By Joyce Peppin
According to the federal Department of Homeland Security, if Minnesota does not pass Real ID legislation, starting in January 2018, a Minnesota-issued driver’s license will no longer be an acceptable form of identification to board an airplane. A Real ID license would contain minimum security standards required by the federal government. (Learn more about Real ID at www.dhs.gov/real-id-public-faqs.
If Minnesota is on the path to compliance, our state can get an extension through 2020. That’s why House committees are moving House File 3 through the legislative process quickly, with the bill being heard in both the Civil Law & Data Practices and Transportation & Regional Governance Policy committees earlier this week.
You may recall that last session, Real ID legislation stalled over an insistence by some Democrat Senators to expand driver’s licenses for undocumented immigrants through Department of Public Safety rulemaking. With a new legislature in place this year, the House is once again advancing Real ID compliance legislation (House File 3) to ensure that Minnesotans can continue to fly domestically with a state-issued ID.
House File 3 is similar to the bill passed last year in the House 87-42, providing a two-tier system so Minnesotans can choose whether or not to get a Real ID-compliant license. Additionally, because of the timing of this bill, if someone needs to upgrade to a Real ID license before their current license expires, they will be provided a second new ID free of charge.
Opponents of Real ID believe the government collecting additional information and storing it on a driver’s license is unnecessary and a further erosion of civil liberties. Stay tuned for more debate on this important issue.
Working for Rogers’ Taxpayers — This year, I reintroduced legislation to help ease the unfair tax burden paid to the fiscal disparities pool by contributor cities like Rogers. This outdated program (established in the early 1970s and largely unchanged since then) transfers millions in property tax dollars from communities like Rogers to cities in other metro counties — dollars that could be used in our community or returned to taxpayers.
House File 166 will create fairness caps for cities like Rogers that don’t benefit from the Metropolitan Council’s infrastructure transit system, a core service that was originally promised to participating municipalities.
If signed into law, a metro municipality that lies outside the transit area and contributes less than 8 percent of its total net tax capacity to the fiscal disparities pool will be allowed to retain a portion of the state general levy paid by businesses in the city to offset the loss of tax revenue.
While the legislation is a bit complicated, the big takeaway is that these funds will either be kept within Rogers and used in the community or returned to taxpayers instead of being sent to other metro cities.
Brockton Interchange Project — Last year, the House passed bipartisan legislation that included $34 million for the Brockton Lane Exit in Dayton—a bill that later died in the Senate over a controversial light rail amendment.
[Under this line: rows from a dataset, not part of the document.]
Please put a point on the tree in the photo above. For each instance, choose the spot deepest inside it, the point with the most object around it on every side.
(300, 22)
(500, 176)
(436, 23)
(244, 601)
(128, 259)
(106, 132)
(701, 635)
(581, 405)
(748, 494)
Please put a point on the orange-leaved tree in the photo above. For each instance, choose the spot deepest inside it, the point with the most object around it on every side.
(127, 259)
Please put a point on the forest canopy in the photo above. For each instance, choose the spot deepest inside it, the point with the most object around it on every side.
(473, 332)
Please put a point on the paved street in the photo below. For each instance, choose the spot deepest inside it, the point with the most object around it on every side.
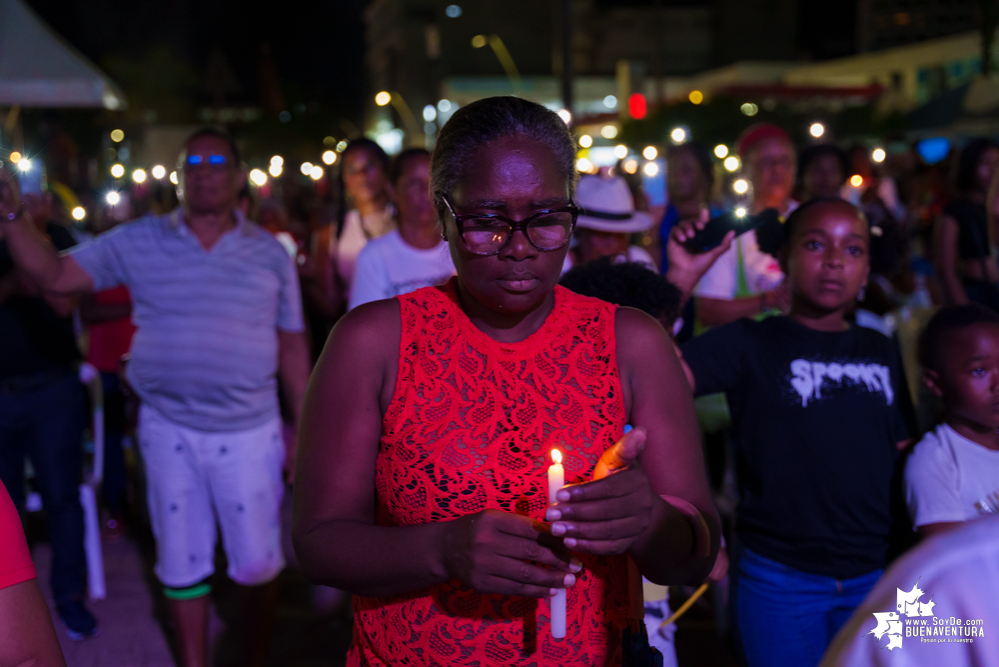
(133, 618)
This year, I am again advocating for the funding of this important project which will construct a full access point and auxiliary lanes on I-94 east of the existing Highway 101 overpass. This stretch of freeway is currently one of the longest without an exit in the entire metro.
House File 228 will help build this key interchange, alleviate traffic and make accessing south and east Rogers, as well as the city of Dayton, much easier.
I am hopeful that we can get HF 228 passed this session as part of a larger transportation package and will keep you updated on the bill.
Joyce Peppin (R-Rogers) is the state representative for 34-A serving Rogers, Dayton and parts of Maple Grove.